Tue, Oct 14th - 1:00AM
More Bailouts cause Dow Jones to recover 938 points
Tuesday October 14th - Wall Street stormed back yesterday from last week's devastating losses due to the American credit crisis,
sending the Dow Jones industrials soaring a nearly inconceivable 938
points after major governments' plans to support the global banking
system reassured distraught investors. The surge
in stocks comes after a dismal week on Wall Street that erased an
estimated $2.4 trillion in shareholder wealth.
The Dow by far
outstripped its previous record for a one-day point gain, 499, reached
during the waning days of the dot-com boom in 2000. All major indexes
rose about 11 per cent.
The Wall Street surge will be good news
for Canada, where the Toronto stock market was closed Monday for the Canadian
Thanksgiving holiday. Last week, the TSX lost more than 16 per cent of
its value, one of the worst weeks ever for the Canadian market, on
investor worries about falling commodity prices and a spreading
economic recession in the United States.
When trading resumes Tuesday, the Toronto market is expected to post major gains following the Wall Street jump.
The hope on Wall Street was that the market was finding a bottom after
eight sessions of losses that sent the Dow down nearly 2,400 points.
But while a rebound had been expected at some point, investors can
expect to see back-and-forth trading in the coming days and weeks as
investors work through their concerns about the banking sector, the
stagnant credit markets and the overall economy.
With the U.S. bond markets and banks closed
Monday for Columbus Day, it was difficult for investors to gauge the
reaction of the credit markets to actions by major governments. Even as they return to Wall Street, investors remain worried about the health of consumers and areas like the housing sector.
But the market did appear to take heart when the Bush administration
said it is moving quickly to implement its $700 billion (U.S.) bailout, including consulting with law firms about the mechanics of
buying ownership shares in a broad number of banks to help revive the
stagnant credit markets and in turn get the economy moving again.

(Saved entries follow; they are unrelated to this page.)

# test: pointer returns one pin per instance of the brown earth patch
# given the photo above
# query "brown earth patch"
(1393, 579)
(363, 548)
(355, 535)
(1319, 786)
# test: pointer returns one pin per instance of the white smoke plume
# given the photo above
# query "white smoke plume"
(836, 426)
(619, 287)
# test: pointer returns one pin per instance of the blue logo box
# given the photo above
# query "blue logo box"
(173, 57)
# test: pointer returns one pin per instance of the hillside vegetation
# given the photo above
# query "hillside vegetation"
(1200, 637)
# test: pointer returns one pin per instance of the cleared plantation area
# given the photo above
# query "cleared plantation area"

The bailout will increase this year's budget deficit significantly.
Wall Street was cheered by word that Canada will bailout Canadian banks to the tune of $25 billion and from the Bank of England which said it would
use up to $63 billion (U.S.) to help the three largest British banks
strengthen their balance sheets.
The Bank of England, the
European Central Bank and the Swiss National Bank also jointly
announced plans to work together to provide as much short-term funding
as necessary to help revive lending.
After a series of weekend
meetings in Washington of heads of the Group of Seven nations, the
gains in global markets signalled that investors found comfort from the
actions and pledges coming from government officials.